So much so that Dela isn’t a heroine, she transcends that common vulgar term because she is Understanding, Courageous, Honest, Open-Minded, and Special. When Hari is released from the box, she isn’t scared or terrified – remember, she’s Special – she instead is So Shocked that people would think of enslaving other People. Of course, she knows in her Special Heart that Hari doesn’t do anything to deserve that imprisonment, just as Hari knows in his Special Heart that Dela is, er, Special. No wonder the villain is obsessed with “making her shine” with his “seed”. These are Special People, after all. You don’t get pedigree as good as Dela’s or Hari’s. The heroine’s brothers are Special too. They do Special things that superheroes would envy. And their Special books are coming up soon.

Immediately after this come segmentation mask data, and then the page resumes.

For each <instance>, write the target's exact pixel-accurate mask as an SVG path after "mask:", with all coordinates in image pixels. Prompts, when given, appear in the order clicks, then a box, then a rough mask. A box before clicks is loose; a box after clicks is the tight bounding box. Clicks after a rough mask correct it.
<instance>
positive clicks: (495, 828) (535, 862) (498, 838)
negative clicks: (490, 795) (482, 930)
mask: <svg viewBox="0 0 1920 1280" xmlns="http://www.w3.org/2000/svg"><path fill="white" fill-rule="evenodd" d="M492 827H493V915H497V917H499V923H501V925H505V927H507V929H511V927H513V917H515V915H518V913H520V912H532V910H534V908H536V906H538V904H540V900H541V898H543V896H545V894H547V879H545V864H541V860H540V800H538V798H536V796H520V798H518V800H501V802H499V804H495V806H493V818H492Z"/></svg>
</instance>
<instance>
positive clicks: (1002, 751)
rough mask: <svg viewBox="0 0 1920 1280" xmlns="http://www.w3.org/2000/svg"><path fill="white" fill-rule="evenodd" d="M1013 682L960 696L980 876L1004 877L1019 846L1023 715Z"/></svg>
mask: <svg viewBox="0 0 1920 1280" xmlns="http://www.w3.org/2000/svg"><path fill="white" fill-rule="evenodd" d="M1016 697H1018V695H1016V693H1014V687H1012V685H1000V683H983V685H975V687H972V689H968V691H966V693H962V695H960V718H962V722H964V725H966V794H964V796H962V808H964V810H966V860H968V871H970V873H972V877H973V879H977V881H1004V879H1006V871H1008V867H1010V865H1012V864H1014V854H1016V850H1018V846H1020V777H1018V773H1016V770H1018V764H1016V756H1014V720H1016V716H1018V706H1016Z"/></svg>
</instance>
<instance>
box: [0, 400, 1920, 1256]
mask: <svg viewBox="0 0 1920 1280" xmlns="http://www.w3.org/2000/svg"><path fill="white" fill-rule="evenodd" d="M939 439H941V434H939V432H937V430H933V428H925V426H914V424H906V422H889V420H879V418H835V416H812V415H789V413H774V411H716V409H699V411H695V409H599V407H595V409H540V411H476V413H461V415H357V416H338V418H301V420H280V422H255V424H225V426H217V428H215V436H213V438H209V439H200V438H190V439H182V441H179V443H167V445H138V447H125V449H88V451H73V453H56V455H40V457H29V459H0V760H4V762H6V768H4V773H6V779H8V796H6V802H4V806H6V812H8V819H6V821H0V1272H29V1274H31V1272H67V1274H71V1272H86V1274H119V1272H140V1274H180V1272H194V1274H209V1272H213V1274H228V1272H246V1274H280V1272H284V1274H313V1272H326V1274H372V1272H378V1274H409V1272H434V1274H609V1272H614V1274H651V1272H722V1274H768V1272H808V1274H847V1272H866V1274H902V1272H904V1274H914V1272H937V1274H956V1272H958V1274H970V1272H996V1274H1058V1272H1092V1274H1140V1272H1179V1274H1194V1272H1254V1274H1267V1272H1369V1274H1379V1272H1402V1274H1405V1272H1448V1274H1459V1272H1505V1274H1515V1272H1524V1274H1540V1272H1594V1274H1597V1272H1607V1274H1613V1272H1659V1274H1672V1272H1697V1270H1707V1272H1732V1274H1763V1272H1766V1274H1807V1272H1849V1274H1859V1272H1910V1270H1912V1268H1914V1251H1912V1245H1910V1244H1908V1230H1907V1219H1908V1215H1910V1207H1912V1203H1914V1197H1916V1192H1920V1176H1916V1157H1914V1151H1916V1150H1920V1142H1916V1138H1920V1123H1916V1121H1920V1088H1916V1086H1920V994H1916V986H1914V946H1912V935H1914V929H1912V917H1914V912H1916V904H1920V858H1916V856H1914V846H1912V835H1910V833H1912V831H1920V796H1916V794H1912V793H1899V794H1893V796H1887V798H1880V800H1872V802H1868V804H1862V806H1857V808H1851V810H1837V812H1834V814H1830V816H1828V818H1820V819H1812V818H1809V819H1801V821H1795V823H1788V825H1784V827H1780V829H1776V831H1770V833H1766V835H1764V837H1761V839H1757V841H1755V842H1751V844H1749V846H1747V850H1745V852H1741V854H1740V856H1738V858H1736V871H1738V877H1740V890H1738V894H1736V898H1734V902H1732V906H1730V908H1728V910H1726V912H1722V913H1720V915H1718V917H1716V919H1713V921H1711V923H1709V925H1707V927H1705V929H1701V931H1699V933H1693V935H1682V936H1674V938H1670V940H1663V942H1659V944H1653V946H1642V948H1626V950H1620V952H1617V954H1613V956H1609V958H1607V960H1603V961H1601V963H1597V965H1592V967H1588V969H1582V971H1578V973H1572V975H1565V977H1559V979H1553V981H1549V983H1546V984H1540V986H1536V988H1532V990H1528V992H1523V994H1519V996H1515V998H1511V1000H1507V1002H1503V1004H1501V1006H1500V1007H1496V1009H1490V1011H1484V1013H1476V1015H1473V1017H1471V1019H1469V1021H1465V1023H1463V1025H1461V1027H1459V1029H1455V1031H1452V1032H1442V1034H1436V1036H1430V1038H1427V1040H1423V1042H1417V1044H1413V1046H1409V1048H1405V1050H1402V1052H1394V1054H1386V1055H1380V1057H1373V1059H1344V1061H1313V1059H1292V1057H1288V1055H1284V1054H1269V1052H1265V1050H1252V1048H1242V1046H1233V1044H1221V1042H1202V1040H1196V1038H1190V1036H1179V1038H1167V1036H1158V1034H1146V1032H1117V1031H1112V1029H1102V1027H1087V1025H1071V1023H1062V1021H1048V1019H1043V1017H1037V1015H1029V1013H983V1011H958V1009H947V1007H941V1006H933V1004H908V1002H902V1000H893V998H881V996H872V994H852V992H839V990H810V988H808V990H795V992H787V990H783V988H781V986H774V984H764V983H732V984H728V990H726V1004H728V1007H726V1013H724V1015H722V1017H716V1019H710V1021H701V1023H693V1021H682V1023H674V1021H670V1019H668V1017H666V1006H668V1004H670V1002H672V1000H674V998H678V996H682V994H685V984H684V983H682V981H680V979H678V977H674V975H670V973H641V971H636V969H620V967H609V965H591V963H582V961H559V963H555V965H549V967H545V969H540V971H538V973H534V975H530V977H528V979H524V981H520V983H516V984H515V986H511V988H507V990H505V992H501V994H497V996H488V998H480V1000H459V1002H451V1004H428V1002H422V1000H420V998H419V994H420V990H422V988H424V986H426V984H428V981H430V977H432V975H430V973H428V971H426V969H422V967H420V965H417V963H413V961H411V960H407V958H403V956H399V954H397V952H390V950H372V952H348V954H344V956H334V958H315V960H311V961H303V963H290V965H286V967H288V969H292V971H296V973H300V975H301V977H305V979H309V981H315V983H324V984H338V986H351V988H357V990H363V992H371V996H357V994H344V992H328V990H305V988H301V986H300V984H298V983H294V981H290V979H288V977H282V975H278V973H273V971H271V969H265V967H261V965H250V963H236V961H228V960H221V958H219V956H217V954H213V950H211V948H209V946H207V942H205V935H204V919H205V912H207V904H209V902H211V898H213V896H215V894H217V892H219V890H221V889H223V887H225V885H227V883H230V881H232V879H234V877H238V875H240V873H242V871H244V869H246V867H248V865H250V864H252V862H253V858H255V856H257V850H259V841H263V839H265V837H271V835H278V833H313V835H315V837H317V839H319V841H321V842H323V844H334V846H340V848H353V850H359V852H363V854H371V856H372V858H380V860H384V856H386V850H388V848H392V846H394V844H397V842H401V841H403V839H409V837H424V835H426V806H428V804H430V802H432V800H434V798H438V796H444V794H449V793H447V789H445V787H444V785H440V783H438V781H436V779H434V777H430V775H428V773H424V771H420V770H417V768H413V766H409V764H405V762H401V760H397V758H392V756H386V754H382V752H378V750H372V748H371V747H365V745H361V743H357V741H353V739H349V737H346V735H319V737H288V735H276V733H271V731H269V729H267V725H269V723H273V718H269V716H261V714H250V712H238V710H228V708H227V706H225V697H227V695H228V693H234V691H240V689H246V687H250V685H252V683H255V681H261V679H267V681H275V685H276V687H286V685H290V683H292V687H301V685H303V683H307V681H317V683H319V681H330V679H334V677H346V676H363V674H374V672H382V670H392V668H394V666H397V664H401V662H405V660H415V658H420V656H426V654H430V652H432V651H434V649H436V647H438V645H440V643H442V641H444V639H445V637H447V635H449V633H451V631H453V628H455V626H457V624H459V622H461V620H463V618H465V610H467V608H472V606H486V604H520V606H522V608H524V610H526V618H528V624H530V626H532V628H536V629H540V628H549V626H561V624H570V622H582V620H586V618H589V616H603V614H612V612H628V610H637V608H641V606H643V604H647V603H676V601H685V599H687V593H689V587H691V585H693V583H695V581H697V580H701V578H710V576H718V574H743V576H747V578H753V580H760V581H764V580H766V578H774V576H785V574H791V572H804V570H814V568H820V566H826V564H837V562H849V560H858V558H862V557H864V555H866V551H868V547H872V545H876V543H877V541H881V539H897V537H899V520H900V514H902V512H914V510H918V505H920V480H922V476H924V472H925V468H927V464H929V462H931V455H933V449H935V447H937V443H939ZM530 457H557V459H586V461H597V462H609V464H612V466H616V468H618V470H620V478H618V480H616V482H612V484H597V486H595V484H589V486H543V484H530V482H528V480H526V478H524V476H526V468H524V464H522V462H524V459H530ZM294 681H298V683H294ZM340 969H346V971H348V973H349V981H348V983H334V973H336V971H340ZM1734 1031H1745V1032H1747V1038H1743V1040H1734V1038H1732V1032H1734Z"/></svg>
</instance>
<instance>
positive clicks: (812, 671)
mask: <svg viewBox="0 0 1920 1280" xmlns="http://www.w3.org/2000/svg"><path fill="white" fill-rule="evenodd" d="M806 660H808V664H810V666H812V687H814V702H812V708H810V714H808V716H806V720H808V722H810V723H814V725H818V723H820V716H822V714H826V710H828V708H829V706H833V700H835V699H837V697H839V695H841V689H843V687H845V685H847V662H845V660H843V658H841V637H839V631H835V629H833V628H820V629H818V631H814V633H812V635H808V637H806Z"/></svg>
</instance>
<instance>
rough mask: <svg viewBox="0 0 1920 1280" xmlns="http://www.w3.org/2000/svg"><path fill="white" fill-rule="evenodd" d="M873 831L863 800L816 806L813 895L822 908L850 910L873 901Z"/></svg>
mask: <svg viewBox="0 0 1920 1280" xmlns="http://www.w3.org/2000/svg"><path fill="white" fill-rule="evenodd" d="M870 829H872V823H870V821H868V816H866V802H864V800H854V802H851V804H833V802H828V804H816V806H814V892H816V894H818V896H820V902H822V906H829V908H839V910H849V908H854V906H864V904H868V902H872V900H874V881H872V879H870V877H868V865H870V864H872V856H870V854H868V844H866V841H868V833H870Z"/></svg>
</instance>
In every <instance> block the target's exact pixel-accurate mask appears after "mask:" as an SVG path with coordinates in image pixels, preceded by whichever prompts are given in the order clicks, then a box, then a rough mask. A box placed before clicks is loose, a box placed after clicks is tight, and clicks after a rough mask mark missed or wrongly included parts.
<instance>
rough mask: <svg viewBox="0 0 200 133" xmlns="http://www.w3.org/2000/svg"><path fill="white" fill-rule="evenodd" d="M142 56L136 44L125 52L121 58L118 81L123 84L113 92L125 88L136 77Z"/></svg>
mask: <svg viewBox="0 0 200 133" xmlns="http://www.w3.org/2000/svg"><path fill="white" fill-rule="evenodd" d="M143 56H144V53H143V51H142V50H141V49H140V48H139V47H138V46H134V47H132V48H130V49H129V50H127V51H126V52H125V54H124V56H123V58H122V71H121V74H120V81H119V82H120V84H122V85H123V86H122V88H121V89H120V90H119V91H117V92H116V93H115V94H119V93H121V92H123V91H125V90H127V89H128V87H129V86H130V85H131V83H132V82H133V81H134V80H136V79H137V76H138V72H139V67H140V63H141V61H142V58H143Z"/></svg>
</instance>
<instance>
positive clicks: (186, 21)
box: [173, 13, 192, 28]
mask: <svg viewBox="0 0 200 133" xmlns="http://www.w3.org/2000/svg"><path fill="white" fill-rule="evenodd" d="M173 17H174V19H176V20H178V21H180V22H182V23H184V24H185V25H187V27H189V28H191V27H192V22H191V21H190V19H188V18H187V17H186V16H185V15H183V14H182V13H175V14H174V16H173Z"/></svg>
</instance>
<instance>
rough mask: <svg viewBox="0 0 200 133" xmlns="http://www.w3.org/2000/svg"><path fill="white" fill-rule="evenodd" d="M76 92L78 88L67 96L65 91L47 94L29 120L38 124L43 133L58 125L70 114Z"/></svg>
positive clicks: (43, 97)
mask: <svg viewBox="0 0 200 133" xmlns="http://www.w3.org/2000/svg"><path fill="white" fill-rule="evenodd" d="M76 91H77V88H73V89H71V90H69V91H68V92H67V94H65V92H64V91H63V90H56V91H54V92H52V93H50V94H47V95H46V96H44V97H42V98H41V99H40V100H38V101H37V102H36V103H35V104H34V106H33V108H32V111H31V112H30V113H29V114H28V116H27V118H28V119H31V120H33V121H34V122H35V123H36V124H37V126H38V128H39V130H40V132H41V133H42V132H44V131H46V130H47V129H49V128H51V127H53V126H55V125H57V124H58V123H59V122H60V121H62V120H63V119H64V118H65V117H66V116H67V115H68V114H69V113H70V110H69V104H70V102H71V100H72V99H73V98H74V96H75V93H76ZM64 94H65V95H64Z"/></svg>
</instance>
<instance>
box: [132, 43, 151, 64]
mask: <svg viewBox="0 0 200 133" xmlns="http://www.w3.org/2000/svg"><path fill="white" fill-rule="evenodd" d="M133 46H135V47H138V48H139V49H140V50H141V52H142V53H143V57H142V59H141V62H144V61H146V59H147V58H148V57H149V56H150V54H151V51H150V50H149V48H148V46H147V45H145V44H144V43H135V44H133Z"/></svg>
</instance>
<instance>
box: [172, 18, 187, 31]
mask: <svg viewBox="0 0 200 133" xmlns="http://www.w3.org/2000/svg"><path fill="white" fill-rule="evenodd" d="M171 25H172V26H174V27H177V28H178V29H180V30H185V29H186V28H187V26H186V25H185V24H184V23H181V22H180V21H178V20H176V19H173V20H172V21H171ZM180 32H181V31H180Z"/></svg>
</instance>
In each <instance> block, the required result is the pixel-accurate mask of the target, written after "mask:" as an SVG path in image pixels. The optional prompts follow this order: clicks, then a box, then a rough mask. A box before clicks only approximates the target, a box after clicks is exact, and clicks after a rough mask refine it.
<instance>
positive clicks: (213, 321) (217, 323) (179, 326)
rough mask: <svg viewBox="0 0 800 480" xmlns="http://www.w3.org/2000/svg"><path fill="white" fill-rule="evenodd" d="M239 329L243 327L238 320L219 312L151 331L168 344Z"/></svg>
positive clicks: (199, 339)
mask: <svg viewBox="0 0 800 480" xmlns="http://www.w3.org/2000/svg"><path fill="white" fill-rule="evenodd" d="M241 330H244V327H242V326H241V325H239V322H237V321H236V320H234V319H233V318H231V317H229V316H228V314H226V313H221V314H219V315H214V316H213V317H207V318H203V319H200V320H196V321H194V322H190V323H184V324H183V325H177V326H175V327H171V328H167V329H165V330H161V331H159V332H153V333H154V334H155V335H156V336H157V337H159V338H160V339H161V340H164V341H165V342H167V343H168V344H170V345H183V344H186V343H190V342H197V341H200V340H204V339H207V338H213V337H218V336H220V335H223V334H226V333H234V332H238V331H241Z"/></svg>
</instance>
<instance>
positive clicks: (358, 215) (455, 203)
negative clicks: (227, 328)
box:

Even if I overlook the overly-staccato writing and overly dramatic attempts at super-deifying the main characters, the author’s little inconsistencies in her writing drives me crazy. One moment Hari will say that Dela is special, and then in the next page he will say that one day Dela will betray him so he can’t get close to her. And later he will say that he wants to sleep with her and it’s just desire. And then he will say that he has never seen anyone like her. Huh? For an ancient immortal who has done plenty of things to make him cold and angry, Hari comes off instead like some confused little boy, while Dela comes off like the perfect understanding pure princess that every fan fiction-writing teenage girl dreams of growing up into.
I hope I am making sense in this review. Really, the premise is fine. I like it even, because some of the things here, like Dela’s superhero brothers, are interesting. But there is too much telling and not enough showing. It isn’t enough for Ms Liu to tell me that Hari’s heart tells him this or Dela’s heart tells her that, I want to know why he or she feels this way. I am not content with the author telling me that “there is too much blood and pain” between Hari and the Magi. I want to know what these “blood and pain” are. The author just can’t put these things in one neat sentence and expect to move on without describing, elaborating, and building up the scene. Also, I feel that the author is putting too much emphasis on the wrong things. Instead of developing her characters to give them depths, Ms Liu instead chooses to make her characters more fantastic, more superhuman, more perfect and soulmate-y, to the point that everything in their life is over-the-top fantastic (see Dela’s dead best friend, described previously, for example). There is this overpowering “Mary Sue fan fiction” feel to this story.
With a writing style best described as too linear and too prettified in all the wrong places and characters too hell-bent on being Super Perfect and Special Fantastic instead of being well-developed with realistic emotions, Tiger Eye comes off like the work of an author that tries too hard to impress me with her extensive knowledge of similes, metaphors, and alliteration and with her Super Super Super characters. There are plenty of flashy fireworks, so to speak, in this book but ultimately, the substance is lacking.